According to Skylar, there are life lessons that can be learned through the game of tennis. “It’s more of a mental game than other kinds of team sports. You are out on the court by yourself, without the benefit of using time-outs or personal coaching.
“Even at the highest level, you are calling your own shots. And you have to learn to be humble, especially when you lose, because there isn’t anyone else to blame. And it’s a lifelong game, where age doesn’t matter, because you can always improve if you are playing someone at your level or better.”
Skylar has recognized that sometimes people choose to use the sport as therapy, and they just want to hit the ball as hard as they can for 30 minutes. And they usually end up leaving the court feeling great.
After season ends here, he’ll travel to Linville, North Carolina to work another shorter season as the director of tennis at the Grandfather Golf and Country Club from June through August.

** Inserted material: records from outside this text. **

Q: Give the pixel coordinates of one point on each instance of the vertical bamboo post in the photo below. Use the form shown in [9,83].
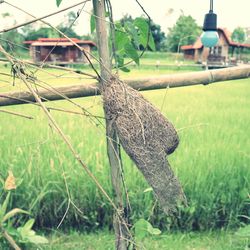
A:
[112,143]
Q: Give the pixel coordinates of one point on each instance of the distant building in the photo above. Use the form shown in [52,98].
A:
[226,52]
[59,50]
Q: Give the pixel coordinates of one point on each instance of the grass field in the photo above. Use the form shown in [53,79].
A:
[212,161]
[218,240]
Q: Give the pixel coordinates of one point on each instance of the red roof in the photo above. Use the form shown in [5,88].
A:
[57,42]
[227,35]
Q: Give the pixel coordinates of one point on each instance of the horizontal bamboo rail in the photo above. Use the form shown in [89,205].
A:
[149,83]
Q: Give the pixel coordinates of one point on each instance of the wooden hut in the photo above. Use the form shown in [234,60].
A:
[225,53]
[59,50]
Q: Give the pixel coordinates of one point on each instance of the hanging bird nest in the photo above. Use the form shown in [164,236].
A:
[146,136]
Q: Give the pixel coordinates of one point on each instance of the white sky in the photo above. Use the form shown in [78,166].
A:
[231,13]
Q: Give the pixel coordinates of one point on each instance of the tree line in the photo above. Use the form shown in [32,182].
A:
[185,31]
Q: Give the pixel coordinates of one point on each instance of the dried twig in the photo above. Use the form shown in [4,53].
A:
[16,114]
[61,133]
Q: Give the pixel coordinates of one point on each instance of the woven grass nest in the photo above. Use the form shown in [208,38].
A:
[146,136]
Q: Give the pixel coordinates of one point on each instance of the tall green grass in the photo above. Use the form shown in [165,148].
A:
[212,161]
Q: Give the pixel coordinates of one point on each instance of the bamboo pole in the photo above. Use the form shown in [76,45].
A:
[149,83]
[112,140]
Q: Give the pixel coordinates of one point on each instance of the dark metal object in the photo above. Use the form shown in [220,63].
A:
[210,21]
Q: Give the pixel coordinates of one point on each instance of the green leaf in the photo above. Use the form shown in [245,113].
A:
[3,208]
[143,28]
[141,229]
[131,52]
[92,24]
[130,28]
[121,38]
[36,239]
[152,230]
[244,232]
[58,2]
[29,224]
[13,212]
[124,69]
[148,190]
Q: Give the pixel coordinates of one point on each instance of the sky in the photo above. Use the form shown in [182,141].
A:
[231,13]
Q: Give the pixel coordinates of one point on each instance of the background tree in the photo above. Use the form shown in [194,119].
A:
[185,31]
[13,36]
[158,35]
[239,35]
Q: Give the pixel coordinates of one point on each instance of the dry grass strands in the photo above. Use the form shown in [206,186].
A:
[146,136]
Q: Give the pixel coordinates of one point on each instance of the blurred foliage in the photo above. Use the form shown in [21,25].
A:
[239,35]
[184,32]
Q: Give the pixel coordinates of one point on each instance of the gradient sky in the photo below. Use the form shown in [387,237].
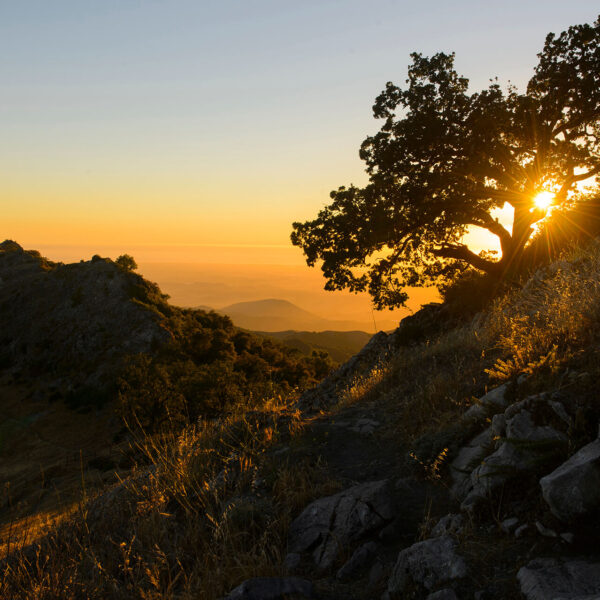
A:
[217,123]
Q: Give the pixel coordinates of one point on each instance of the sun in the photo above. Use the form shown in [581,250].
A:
[544,200]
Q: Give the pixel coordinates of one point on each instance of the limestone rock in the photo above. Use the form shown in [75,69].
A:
[573,489]
[525,444]
[550,579]
[445,594]
[494,401]
[361,559]
[468,458]
[331,524]
[430,563]
[273,588]
[449,524]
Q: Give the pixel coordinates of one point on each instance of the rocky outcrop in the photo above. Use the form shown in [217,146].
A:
[573,490]
[551,579]
[273,588]
[429,564]
[331,525]
[329,391]
[77,319]
[513,444]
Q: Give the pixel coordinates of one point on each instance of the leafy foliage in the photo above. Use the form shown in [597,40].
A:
[126,262]
[210,368]
[445,158]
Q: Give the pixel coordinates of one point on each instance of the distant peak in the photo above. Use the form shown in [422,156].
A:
[10,246]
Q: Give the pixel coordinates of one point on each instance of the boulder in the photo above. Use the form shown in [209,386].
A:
[494,401]
[449,524]
[526,445]
[361,559]
[551,579]
[430,563]
[273,588]
[330,525]
[573,489]
[468,458]
[445,594]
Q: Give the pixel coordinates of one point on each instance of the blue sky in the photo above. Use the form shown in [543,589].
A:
[218,122]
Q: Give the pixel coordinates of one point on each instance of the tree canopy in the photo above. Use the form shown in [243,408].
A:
[445,158]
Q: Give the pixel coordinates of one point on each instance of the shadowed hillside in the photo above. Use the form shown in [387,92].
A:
[456,456]
[278,315]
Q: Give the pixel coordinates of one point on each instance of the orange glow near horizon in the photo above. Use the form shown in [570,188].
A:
[544,200]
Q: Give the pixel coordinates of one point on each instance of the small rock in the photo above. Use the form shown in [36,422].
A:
[450,524]
[272,588]
[361,559]
[365,426]
[329,525]
[429,563]
[573,489]
[568,537]
[525,444]
[543,579]
[519,531]
[508,525]
[445,594]
[292,561]
[376,573]
[545,531]
[494,400]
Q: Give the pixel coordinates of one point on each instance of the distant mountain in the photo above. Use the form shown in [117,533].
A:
[94,328]
[273,315]
[340,345]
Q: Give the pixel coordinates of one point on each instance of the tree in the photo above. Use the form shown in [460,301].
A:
[445,158]
[126,262]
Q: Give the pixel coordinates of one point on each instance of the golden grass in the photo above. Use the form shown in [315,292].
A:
[210,509]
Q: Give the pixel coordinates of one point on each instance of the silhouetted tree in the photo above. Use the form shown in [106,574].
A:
[445,158]
[126,262]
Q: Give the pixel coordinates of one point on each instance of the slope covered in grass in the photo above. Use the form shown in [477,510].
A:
[211,506]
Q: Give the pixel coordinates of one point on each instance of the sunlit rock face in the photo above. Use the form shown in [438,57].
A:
[73,320]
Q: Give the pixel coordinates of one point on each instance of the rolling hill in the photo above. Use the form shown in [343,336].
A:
[272,315]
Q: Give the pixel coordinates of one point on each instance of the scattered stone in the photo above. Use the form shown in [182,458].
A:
[573,489]
[509,525]
[450,524]
[524,445]
[494,401]
[365,426]
[568,537]
[498,426]
[376,573]
[332,388]
[272,588]
[360,560]
[519,531]
[292,562]
[445,594]
[544,579]
[430,563]
[545,531]
[468,458]
[329,525]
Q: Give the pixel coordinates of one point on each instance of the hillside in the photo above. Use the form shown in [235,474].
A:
[273,315]
[456,457]
[340,345]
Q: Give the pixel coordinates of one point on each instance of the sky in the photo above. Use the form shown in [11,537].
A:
[185,130]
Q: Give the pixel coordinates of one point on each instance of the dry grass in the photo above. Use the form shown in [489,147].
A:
[538,331]
[211,506]
[211,509]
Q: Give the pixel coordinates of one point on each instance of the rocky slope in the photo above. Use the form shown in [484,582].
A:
[447,460]
[510,511]
[73,320]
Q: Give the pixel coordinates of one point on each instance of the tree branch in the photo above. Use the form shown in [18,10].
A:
[461,252]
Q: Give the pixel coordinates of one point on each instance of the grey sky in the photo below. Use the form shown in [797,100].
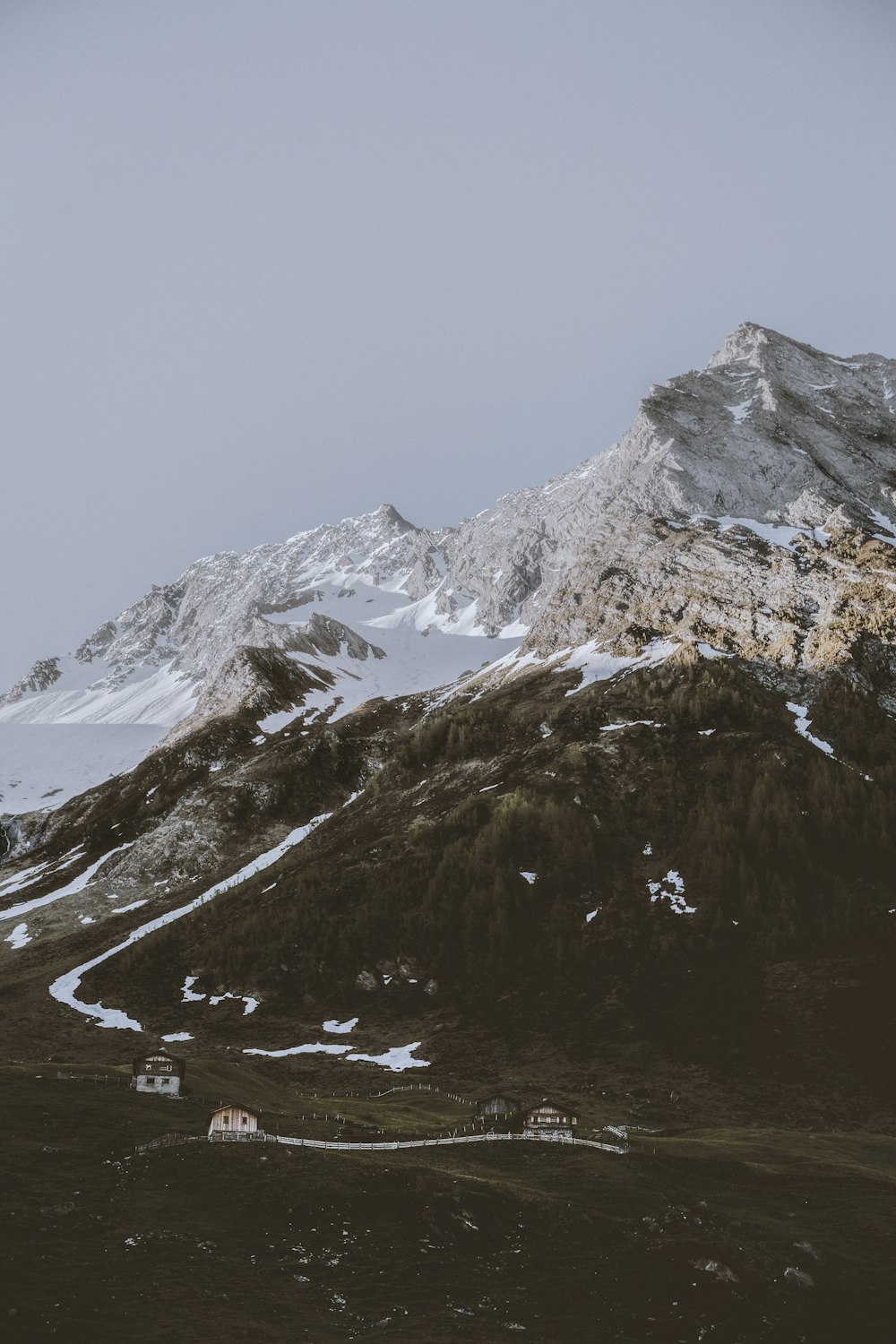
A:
[269,263]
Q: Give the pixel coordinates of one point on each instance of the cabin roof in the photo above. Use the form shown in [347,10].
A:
[552,1101]
[159,1054]
[238,1105]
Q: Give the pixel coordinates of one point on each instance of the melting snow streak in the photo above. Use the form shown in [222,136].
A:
[65,989]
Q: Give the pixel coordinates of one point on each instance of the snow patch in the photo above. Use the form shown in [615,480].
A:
[69,890]
[65,988]
[341,1029]
[398,1058]
[670,889]
[801,711]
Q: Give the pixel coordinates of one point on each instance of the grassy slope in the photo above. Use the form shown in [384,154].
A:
[686,1233]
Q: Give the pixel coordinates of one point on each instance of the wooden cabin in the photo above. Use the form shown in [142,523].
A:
[233,1120]
[549,1120]
[497,1105]
[159,1072]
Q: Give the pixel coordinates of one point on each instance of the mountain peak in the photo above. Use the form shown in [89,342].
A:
[745,344]
[390,515]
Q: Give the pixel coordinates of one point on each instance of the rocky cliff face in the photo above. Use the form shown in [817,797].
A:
[748,507]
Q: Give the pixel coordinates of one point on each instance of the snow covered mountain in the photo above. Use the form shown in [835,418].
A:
[748,508]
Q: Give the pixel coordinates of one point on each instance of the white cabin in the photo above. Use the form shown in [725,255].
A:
[233,1121]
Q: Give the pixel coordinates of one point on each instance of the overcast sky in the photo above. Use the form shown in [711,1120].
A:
[271,263]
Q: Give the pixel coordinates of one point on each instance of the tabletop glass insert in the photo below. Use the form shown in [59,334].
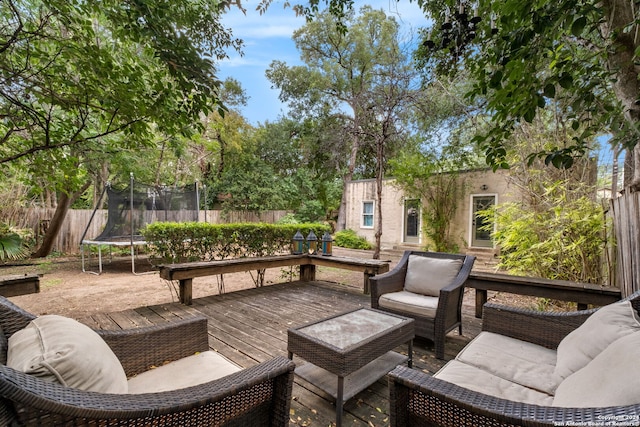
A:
[350,328]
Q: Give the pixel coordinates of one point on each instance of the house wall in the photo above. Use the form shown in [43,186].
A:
[393,216]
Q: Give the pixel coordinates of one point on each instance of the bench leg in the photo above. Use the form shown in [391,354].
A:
[481,299]
[186,294]
[367,285]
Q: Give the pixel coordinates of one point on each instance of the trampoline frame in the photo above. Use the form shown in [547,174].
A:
[132,240]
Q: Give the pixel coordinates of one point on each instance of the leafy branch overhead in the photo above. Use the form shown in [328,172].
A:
[570,57]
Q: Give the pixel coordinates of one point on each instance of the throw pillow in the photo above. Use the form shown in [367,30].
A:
[62,350]
[610,379]
[602,328]
[426,276]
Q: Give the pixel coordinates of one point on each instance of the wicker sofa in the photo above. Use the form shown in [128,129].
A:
[593,377]
[430,292]
[256,396]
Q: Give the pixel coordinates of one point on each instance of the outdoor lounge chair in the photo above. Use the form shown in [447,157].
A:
[427,286]
[515,384]
[256,396]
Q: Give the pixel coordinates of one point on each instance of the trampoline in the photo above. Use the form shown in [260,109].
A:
[131,208]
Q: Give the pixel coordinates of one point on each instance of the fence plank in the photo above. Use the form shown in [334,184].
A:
[626,219]
[75,223]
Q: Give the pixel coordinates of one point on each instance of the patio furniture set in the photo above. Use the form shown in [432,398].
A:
[525,368]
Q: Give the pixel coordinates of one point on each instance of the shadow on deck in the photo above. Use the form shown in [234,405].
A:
[250,326]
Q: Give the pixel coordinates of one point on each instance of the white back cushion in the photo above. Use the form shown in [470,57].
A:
[426,276]
[602,328]
[610,379]
[62,350]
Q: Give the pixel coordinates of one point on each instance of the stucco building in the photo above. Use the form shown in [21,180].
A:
[402,216]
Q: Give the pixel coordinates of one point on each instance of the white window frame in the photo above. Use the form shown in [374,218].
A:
[368,214]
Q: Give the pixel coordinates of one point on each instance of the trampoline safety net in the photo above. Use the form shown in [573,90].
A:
[132,208]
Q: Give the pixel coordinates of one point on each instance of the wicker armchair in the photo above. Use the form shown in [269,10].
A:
[256,396]
[449,304]
[417,399]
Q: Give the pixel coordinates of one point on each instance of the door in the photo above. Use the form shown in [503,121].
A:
[480,234]
[412,221]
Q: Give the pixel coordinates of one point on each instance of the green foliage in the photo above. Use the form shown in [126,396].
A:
[349,239]
[564,56]
[565,241]
[196,241]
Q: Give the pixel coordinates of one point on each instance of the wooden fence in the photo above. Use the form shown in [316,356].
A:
[70,235]
[626,219]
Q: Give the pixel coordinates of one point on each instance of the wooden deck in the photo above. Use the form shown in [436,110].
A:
[250,326]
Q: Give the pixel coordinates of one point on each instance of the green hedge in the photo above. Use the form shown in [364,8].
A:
[172,242]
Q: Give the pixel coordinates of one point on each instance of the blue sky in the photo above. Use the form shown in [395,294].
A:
[268,37]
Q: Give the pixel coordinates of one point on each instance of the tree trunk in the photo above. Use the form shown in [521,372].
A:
[619,14]
[347,178]
[64,202]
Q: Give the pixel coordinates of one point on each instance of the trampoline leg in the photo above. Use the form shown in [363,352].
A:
[133,260]
[99,259]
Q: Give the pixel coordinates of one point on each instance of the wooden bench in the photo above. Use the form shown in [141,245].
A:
[19,284]
[581,293]
[184,273]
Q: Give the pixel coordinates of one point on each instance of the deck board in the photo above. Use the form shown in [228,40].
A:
[250,326]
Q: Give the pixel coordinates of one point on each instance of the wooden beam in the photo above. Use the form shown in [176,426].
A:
[563,290]
[186,272]
[19,284]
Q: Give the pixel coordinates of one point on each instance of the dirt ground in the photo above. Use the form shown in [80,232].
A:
[66,290]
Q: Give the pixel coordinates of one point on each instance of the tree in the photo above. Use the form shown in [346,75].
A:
[352,71]
[577,57]
[84,78]
[582,55]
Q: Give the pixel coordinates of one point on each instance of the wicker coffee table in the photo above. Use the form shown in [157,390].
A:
[355,346]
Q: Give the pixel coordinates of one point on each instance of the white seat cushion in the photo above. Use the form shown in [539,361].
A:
[602,328]
[481,381]
[62,350]
[610,379]
[189,371]
[409,302]
[521,362]
[426,275]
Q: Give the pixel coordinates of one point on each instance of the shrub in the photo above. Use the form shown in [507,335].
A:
[349,239]
[196,241]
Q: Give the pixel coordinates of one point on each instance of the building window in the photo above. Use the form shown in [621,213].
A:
[367,214]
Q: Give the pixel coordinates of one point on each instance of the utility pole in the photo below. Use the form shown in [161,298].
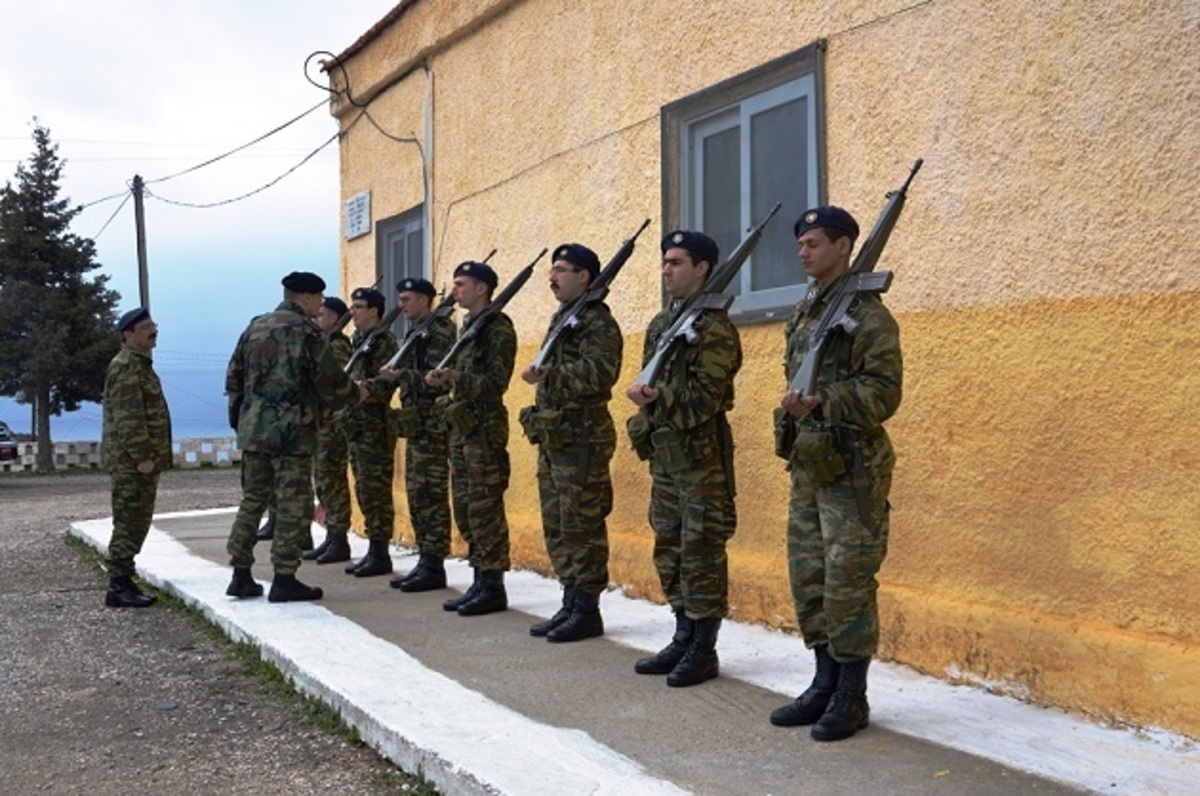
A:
[139,219]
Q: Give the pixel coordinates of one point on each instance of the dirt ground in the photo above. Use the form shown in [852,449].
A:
[113,701]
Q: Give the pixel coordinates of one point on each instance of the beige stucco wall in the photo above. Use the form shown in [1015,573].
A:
[1048,286]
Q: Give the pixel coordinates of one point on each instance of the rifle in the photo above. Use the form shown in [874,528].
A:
[595,293]
[390,318]
[472,329]
[861,279]
[708,298]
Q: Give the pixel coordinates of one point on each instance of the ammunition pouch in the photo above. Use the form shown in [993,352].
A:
[639,429]
[785,434]
[460,418]
[405,422]
[815,452]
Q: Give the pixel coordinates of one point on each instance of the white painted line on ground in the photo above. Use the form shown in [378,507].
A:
[419,726]
[1043,741]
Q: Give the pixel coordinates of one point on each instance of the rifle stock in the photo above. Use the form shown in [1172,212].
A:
[862,279]
[597,292]
[490,311]
[709,298]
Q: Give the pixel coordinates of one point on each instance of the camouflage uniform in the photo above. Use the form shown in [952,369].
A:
[281,378]
[479,440]
[137,428]
[838,519]
[371,438]
[691,464]
[576,438]
[333,455]
[426,444]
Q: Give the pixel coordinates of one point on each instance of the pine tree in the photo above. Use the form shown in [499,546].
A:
[57,324]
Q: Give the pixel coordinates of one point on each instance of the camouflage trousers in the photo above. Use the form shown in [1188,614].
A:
[133,495]
[329,474]
[427,483]
[479,477]
[373,459]
[289,479]
[833,556]
[575,486]
[694,516]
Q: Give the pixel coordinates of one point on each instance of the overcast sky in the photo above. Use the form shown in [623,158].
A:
[151,88]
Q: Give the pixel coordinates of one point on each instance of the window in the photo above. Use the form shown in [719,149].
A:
[731,153]
[400,253]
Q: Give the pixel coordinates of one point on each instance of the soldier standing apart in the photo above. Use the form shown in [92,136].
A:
[682,429]
[426,446]
[479,440]
[136,448]
[333,455]
[840,461]
[576,438]
[371,438]
[281,378]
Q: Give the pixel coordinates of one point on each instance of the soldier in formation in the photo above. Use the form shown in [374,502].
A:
[135,449]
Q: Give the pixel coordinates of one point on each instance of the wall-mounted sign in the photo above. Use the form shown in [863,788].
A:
[358,215]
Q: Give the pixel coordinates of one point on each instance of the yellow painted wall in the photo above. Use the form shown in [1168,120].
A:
[1048,287]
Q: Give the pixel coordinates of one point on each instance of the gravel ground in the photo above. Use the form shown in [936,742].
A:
[113,701]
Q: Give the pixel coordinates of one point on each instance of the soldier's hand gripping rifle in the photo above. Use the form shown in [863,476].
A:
[861,279]
[477,323]
[708,298]
[597,292]
[423,329]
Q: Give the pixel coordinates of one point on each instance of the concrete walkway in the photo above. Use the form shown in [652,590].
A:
[478,706]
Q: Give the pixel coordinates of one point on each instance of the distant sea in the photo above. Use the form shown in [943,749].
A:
[195,389]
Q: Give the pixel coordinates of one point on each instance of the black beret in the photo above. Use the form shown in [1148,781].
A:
[372,297]
[335,304]
[132,318]
[579,256]
[696,244]
[827,217]
[417,286]
[483,271]
[304,282]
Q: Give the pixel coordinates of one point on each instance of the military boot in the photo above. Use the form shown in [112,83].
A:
[544,628]
[244,585]
[376,562]
[337,549]
[490,598]
[669,656]
[286,588]
[813,702]
[268,531]
[123,592]
[847,712]
[585,621]
[700,663]
[469,594]
[429,575]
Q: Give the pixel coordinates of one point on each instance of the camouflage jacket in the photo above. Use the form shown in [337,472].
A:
[366,369]
[586,361]
[424,355]
[137,424]
[281,377]
[861,375]
[485,369]
[697,381]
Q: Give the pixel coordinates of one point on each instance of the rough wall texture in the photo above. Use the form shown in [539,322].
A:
[1047,496]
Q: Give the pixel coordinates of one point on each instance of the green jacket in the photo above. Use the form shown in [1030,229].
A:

“It’s nice, because between each transition we have a few weeks off to enjoy a vacation,” he said. “We love it here, but we also miss home. so it’s really great to be able to work in both places.”
Skylar had never been to Florida before coming to Boca Grande.
“If you’re involved in the game of tennis in any way, I think sooner or later you find yourself coming to Florida,” he said. “It really is like the tennis capital of the world.”
He recalls when H would tell him stories about Boca Grande and show him pictures of the area.
“I remember the first time I came here and drove over the bridge — I had never seen water so beautiful — I just thought it was incredible,” he said.
Skylar and Lyndsay currently live in Placida Point. They have one dog, Bella, an Old English sheep dog.
When Skylar is not working, he enjoys traveling to different areas in Florida. He noticed that on the eastern coast of the state, the game of tennis is more competitive and serious. He likes it better here, because while most players want to improve their game, they still have a relaxed attitude about it and enjoy themselves more.
“I knew the first time I came here and went to The Pass Club with H that I wanted to work here. I think it’s a good match for me,” he said.
The tennis pro also enjoys playing golf in his spare time, and he completed his first half-marathon last summer.
He also enjoys cooking. He is the oldest of six kids, and he grew up making lunches and dinners for his siblings while his parents were at work.
His siblings all live in North Carolina. From oldest to youngest, they are: Edge, Raine, Road and twins Dallas and Montana.
“As you can guess by their names, my parents were California hippies,” he said with a laugh. “They had six kids in six years.”
Look for Skylar at the island tennis tournaments, or catch him competing in an exhibition game one of these weekends.